Benefiting from its streamlined architecture and effective utilization of depthwise separable convolutions, DECC-Net achieves a compact parameter count of 3.67 M, significantly outperforming transformer-based networks such as TransUNet (67.87 M) and SwinUNet (27.17 M) in parameter efficiency. It also outperforms convolution-based networks such as ResUnet++ (13.09 M) and MultiResUnet (7.24 M). This parameter efficiency enables DECC-Net to be effectively deployed on hardware-constrained devices. Figure 9a visually demonstrates the IoU values and parameter counts of multiple models, where DECC-Net achieves favorable segmentation performance while significantly reducing the parameter count.

3.1.2. Performance Comparison of DECC-Net and Classic Segmentation Networks

We compared DECC-Net with classic networks previously applied in the fields of maize tassel segmentation and maize canopy segmentation [33], including FCN [34], SegNet [35], and DeepLabV3+ [36]. The experimental results are presented in Table 6. Compared to these classic models, DECC-Net performs optimally across all defined metrics, outperforming the second-best FCN by 7.9% in IoU and 4.9% in Dice, respectively. FCN and SegNet are constrained by fixed-size convolution kernels and thus have inherent limitations in feature extraction capabilities. DeepLabV3+ fails to achieve deep fusion of multi-scale features and similarly struggles to adapt to maize tassel targets with significant morphological variations. In contrast, DECC-Net benefits from the synergistic effect of dynamic convolution and cross-attention mechanisms. It can accurately identify tassel targets of varying sizes and morphologies, thereby achieving superior segmentation accuracy. Furthermore, DECC-Net maintains a parameter count of 3.67 M, which is significantly lower than SegNet’s 15.27 M, FCN’s 35.31 M, and DeepLabV3+’s 42.0 M.

Figure 9b visually demonstrates the IoU values and parameter counts of DECC-Net compared with other classic semantic segmentation models.

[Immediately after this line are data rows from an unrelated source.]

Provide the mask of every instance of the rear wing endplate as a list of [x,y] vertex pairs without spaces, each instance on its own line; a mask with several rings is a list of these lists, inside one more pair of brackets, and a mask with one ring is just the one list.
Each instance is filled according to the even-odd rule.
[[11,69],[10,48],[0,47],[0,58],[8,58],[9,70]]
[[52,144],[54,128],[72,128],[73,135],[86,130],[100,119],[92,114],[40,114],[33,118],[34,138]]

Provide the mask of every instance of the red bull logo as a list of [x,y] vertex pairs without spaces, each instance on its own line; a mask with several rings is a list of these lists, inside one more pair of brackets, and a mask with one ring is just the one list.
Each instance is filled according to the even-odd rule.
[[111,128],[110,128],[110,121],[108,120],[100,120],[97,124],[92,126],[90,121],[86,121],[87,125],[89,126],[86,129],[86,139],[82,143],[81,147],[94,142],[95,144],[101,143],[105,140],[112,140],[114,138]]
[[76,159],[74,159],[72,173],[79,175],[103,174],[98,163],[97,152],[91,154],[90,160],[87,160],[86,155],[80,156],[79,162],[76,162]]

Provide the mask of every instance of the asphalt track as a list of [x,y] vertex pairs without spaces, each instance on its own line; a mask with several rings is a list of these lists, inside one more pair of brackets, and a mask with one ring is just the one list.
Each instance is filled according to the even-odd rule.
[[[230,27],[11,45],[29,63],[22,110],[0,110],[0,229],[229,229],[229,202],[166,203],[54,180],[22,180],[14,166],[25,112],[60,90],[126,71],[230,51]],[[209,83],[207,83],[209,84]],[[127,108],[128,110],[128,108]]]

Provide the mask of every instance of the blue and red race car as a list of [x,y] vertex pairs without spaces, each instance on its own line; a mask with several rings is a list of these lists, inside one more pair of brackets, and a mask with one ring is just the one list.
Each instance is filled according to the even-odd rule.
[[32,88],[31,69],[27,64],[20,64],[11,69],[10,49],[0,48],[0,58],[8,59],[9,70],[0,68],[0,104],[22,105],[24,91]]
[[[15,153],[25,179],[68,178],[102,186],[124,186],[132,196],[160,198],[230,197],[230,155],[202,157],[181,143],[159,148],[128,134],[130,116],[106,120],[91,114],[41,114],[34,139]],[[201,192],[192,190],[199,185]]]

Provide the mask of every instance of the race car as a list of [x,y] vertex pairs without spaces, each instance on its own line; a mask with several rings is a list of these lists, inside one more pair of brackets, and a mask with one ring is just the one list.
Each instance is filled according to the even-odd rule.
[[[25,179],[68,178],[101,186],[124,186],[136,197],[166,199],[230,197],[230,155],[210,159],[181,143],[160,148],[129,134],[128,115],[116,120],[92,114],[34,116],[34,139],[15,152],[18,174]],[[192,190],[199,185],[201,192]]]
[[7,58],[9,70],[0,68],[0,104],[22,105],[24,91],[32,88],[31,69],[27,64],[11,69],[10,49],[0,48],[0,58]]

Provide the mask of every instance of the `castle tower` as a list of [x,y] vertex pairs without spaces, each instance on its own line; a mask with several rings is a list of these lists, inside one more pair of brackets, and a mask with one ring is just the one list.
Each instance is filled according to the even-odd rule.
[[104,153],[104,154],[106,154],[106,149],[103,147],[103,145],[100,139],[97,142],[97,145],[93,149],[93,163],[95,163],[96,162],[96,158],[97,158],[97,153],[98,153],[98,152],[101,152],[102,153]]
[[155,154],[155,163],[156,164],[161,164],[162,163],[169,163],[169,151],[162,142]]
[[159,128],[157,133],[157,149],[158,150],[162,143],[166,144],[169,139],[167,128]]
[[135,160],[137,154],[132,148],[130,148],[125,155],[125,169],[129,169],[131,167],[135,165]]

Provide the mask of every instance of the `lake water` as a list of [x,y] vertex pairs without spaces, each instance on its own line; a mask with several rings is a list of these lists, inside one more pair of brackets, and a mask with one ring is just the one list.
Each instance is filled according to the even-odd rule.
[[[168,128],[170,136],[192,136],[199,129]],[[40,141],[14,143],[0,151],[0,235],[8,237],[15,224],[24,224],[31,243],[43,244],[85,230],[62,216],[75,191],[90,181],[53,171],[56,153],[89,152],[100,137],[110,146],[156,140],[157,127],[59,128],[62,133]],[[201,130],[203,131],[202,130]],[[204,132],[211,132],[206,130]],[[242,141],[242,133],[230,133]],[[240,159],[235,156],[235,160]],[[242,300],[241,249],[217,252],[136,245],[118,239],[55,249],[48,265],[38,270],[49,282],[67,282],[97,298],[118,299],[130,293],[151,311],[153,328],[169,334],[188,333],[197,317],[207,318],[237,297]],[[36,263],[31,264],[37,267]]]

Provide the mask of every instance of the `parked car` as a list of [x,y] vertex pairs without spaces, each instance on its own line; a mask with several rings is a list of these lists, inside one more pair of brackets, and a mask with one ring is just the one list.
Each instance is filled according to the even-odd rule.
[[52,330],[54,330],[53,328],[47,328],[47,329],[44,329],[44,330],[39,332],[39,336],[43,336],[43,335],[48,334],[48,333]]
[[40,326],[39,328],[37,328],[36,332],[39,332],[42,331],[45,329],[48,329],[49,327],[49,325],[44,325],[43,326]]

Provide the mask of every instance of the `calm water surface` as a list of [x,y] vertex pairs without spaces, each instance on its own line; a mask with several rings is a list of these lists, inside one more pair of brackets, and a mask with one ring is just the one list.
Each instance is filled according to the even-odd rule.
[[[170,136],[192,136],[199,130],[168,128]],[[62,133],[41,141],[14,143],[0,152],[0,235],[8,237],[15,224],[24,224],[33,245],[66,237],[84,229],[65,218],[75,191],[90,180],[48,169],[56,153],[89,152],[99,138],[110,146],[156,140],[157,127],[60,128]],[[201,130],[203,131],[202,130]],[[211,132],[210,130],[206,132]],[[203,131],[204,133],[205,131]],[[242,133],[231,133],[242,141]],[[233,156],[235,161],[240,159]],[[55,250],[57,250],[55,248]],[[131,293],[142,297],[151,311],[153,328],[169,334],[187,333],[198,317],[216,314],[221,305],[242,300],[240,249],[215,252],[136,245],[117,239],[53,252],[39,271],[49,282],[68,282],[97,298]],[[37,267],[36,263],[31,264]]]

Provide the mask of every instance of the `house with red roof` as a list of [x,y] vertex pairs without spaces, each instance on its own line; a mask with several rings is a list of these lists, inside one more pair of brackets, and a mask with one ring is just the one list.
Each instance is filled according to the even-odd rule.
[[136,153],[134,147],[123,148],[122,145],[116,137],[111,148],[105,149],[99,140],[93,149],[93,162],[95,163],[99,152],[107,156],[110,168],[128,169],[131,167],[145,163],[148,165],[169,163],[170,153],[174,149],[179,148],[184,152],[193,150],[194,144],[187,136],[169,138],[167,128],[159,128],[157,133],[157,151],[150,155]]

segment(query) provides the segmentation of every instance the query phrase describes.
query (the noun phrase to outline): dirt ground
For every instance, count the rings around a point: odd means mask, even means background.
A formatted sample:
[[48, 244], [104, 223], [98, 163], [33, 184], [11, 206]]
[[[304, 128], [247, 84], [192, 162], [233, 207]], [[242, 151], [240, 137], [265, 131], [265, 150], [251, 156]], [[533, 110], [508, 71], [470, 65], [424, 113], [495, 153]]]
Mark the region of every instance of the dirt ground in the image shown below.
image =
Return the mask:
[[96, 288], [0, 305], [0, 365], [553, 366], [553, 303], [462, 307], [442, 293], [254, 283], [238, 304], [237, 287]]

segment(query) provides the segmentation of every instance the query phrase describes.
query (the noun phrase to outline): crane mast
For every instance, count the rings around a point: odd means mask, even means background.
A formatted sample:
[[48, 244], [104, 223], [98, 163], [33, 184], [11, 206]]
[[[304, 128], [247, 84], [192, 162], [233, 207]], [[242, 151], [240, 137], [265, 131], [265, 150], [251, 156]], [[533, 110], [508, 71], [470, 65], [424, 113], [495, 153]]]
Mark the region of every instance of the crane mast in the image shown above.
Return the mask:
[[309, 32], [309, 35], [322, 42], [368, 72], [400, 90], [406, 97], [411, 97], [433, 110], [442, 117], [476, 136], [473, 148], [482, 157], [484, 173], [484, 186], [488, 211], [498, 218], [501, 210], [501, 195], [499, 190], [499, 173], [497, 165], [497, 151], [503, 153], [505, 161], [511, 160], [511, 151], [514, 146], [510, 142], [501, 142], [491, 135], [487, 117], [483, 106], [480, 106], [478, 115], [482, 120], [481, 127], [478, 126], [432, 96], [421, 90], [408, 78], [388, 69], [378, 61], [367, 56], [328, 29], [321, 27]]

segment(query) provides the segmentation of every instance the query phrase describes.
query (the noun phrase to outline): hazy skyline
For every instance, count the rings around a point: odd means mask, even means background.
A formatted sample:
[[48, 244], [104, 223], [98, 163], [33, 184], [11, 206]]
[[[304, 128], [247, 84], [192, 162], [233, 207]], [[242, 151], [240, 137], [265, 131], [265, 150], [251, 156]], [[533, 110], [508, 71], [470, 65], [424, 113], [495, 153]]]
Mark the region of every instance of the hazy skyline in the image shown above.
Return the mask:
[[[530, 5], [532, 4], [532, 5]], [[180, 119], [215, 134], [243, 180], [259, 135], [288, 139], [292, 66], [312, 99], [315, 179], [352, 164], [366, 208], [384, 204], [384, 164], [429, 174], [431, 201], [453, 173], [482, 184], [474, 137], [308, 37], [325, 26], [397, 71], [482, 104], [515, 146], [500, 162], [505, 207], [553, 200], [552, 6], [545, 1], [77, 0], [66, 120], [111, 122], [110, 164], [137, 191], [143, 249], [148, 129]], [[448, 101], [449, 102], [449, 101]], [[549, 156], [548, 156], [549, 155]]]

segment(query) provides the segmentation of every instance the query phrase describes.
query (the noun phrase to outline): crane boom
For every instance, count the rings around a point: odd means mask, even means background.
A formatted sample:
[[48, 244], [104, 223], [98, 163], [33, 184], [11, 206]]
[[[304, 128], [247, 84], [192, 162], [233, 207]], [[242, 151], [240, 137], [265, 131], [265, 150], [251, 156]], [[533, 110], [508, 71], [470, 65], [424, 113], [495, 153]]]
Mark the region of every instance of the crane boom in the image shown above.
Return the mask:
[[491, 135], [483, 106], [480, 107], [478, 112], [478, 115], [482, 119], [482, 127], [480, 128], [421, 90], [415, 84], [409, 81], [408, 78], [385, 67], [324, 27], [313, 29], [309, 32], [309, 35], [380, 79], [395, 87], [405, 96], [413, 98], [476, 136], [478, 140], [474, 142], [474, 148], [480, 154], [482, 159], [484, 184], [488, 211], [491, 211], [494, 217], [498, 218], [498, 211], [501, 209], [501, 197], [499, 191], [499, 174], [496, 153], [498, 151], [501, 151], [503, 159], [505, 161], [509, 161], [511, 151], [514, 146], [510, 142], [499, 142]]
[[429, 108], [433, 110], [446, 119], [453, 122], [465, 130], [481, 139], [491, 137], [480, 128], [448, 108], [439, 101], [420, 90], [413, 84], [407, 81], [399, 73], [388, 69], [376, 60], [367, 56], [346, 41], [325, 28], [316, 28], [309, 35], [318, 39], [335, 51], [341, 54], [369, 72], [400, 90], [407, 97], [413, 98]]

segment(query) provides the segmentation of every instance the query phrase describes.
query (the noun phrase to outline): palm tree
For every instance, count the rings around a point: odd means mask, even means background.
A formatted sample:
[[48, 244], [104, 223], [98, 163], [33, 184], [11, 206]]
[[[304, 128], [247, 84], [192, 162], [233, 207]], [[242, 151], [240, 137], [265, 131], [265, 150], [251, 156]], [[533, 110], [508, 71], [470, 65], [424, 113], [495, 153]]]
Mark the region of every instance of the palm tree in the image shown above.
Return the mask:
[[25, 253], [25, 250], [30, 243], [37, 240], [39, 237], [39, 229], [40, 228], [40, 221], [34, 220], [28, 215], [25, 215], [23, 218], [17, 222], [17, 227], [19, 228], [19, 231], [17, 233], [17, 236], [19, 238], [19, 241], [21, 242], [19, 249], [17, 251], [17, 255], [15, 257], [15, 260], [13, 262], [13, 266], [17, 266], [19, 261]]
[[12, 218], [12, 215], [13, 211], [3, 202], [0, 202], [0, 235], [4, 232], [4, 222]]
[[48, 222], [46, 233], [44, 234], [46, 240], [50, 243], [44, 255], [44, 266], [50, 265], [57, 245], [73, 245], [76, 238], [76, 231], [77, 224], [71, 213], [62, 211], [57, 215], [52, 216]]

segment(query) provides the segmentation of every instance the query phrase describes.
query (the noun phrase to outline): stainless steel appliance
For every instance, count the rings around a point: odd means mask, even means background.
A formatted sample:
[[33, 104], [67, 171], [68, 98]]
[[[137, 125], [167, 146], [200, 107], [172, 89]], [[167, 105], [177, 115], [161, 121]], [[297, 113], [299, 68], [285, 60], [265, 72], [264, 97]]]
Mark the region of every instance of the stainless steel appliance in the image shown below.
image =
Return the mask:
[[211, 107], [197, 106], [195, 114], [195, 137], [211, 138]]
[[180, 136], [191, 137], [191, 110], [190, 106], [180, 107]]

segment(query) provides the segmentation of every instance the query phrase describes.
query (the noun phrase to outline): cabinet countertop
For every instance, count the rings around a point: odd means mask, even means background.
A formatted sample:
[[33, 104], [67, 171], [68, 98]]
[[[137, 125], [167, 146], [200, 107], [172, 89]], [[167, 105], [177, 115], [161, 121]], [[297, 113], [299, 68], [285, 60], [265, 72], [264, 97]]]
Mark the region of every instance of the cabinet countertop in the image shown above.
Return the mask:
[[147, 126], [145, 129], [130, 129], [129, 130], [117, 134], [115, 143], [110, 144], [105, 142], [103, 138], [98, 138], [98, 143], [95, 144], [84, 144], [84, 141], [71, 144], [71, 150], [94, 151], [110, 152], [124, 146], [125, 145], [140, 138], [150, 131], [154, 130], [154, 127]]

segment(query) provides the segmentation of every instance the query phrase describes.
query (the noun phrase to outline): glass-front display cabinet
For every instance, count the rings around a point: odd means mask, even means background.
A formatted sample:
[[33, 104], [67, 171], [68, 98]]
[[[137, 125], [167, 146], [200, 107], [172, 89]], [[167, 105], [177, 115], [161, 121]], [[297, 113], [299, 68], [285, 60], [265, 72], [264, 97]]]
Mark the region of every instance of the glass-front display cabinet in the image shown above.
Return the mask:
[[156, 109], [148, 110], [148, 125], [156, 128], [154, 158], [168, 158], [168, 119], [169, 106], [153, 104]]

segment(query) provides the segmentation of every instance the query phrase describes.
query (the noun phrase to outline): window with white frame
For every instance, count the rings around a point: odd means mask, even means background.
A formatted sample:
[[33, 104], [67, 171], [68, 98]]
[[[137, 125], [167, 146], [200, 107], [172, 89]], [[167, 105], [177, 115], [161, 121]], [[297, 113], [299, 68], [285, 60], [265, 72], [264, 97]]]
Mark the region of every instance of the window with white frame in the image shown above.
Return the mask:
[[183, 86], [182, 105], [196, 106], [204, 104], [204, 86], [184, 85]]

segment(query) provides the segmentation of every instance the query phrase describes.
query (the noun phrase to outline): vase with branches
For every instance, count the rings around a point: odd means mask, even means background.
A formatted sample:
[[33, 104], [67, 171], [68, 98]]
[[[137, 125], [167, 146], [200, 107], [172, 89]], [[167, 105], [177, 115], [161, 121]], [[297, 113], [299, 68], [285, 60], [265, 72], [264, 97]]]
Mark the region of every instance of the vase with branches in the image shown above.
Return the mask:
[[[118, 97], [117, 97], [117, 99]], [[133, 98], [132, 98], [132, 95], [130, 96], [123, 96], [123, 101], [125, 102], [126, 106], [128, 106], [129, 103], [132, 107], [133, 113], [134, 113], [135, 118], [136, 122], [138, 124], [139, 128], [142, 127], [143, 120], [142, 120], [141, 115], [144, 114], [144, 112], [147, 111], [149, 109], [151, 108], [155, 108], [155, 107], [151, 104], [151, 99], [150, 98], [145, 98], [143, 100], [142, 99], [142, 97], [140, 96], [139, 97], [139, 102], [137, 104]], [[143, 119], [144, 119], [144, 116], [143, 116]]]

The experimental results demonstrate that DECC-Net not only achieves superior segmentation performance but also exhibits significantly lower parameter counts, making it well-suited for maize tassel segmentation tasks.

3.2. Ablation Study

To further validate the effectiveness of the proposed modules, ablation experiments were conducted on the constructed dataset. U-Net with VGG16 as the encoder was used as the baseline, which has a CNN-based encoder and decoder, and uses skip connections for feature fusion. Three primary evaluation metrics, including IoU, Dice, and parameter count, were adopted. Table 7 summarizes the quantitative outcomes of these ablation experiments.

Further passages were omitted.